FAA ISSUES NEW RULES AFTER TRAFFIC CONTROLLER FALLS ASLEEP
The Federal Aviation Administration gave air traffic controllers new procedures Friday as officials sought to contain the fallout from an incident this week in which two airliners landed at Reagan National Airport without assistance because the lone controller on duty was asleep.
Regional radar facilities are now required to alert controllers working alone at night in an airport tower that a plane is approaching, FAA Administrator Randy Babbitt said in a statement. The radar controllers are "to confirm that there is a controller prepared to handle the incoming flight," he said.
Regional controllers have also been reminded that if no controller can be raised at an airport tower, proper procedures require they offer pilots the option of diverting to another airport, Babbitt said.
In the incident at Reagan National Airport early Wednesday morning, the two planes — an American Airlines flight from Dallas and a United Airlines flight from Chicago with a combined 165 people on board — landed safely. The controller has not been identified.
Suspect in officer's death surrenders
The man charged in the shooting death of a Georgia police officer surrendered on live TV on Friday night after he released the last four of eight hostages he was holding at an Athens apartment.
Jamie Hood, 33, turned himself in after the head of the Georgia Bureau of Investigation went before TV cameras and promised he wouldn't be hurt if he gave himself up. Officers quickly surrounded Hood after he surrendered.
Police had been searching for Hood since Tuesday, when police Officer Elmer "Buddy" Christian was shot and killed while police say he attempted to apprehend Hood in connection with a carjacking and kidnapping. Another officer, Tony Howard, was shot in the face and upper body, and is recovering from his wounds.

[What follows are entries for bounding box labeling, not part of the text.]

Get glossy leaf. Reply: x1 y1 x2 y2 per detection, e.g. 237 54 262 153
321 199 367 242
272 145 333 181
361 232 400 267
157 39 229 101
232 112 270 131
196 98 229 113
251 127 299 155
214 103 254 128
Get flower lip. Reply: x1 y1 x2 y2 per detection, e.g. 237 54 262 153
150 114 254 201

Second border activist convicted in killings
An Arizona jury on Friday found a second defendant guilty in the home invasion killing of a father and daughter in 2009.
Jason Eugene Bush, 33, was convicted of two counts of first-degree murder in the slaying of Raul Flores, 29, and his 9-year-old daughter, Brisenia, the Green Valley News reported. His co-defendant, Shawna Forde, the leader of the Minutemen American Defense, was convicted in February in the deaths of Flores and his daughter and was sentenced to death.

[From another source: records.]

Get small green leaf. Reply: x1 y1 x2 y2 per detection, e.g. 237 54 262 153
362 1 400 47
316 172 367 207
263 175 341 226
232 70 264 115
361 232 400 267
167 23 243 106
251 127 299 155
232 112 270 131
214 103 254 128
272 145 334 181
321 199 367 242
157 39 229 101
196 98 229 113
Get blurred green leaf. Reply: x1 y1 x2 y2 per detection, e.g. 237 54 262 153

Prosecutors say the father and daughter were killed during an attempt to steal drug money to fund the group's operations.
Labor mural to be moved to new location
A mural depicting the history of the labor movement that was ordered removed from a Maine state office building is going to take up residence at Portland City Hall.
Republican Gov. Paul LePage incensed union officials when he ordered the removal of the 36-foot mural from the lobby of the building that houses the Maine Department of Labor. On Friday, LePage said he appreciates the history represented by the mural, which was created by artist Judy Taylor. But he said artwork displayed in that building must reflect the department's goal of balancing the interests "of both employees and employers to accomplish its mission."
American convicted again in mate's death
An American who drugged her investment banker-husband with a milk shake and bludgeoned him to death in 2003 was convicted of murder Friday at her second trial in a case that grabbed world attention with lurid details on the breakdown of a wealthy expatriate marriage in Hong Kong.
The unanimous verdict and automatic life sentence match the outcome of the first trial against Nancy Kissel, 46, whose lawyers argued that she was battered by husband Robert Kissel. His estate was worth $18 million.
Her 2005 conviction was overturned last year because prosecutors improperly cross-examined her and the original judge allowed hearsay evidence.
ATLANTA: Former President Jimmy Carter is expected to visit Cuba next week to meet with Cuban President Raul Castro to discuss economic policies and ways to improve relations between the U.S. and Cuba.
Honduras: A supreme court judge dismissed arrest warrants for former Honduran President Manuel Zelaya on Friday, allowing him to return without detention to the country where he was deposed in a June 2009 coup.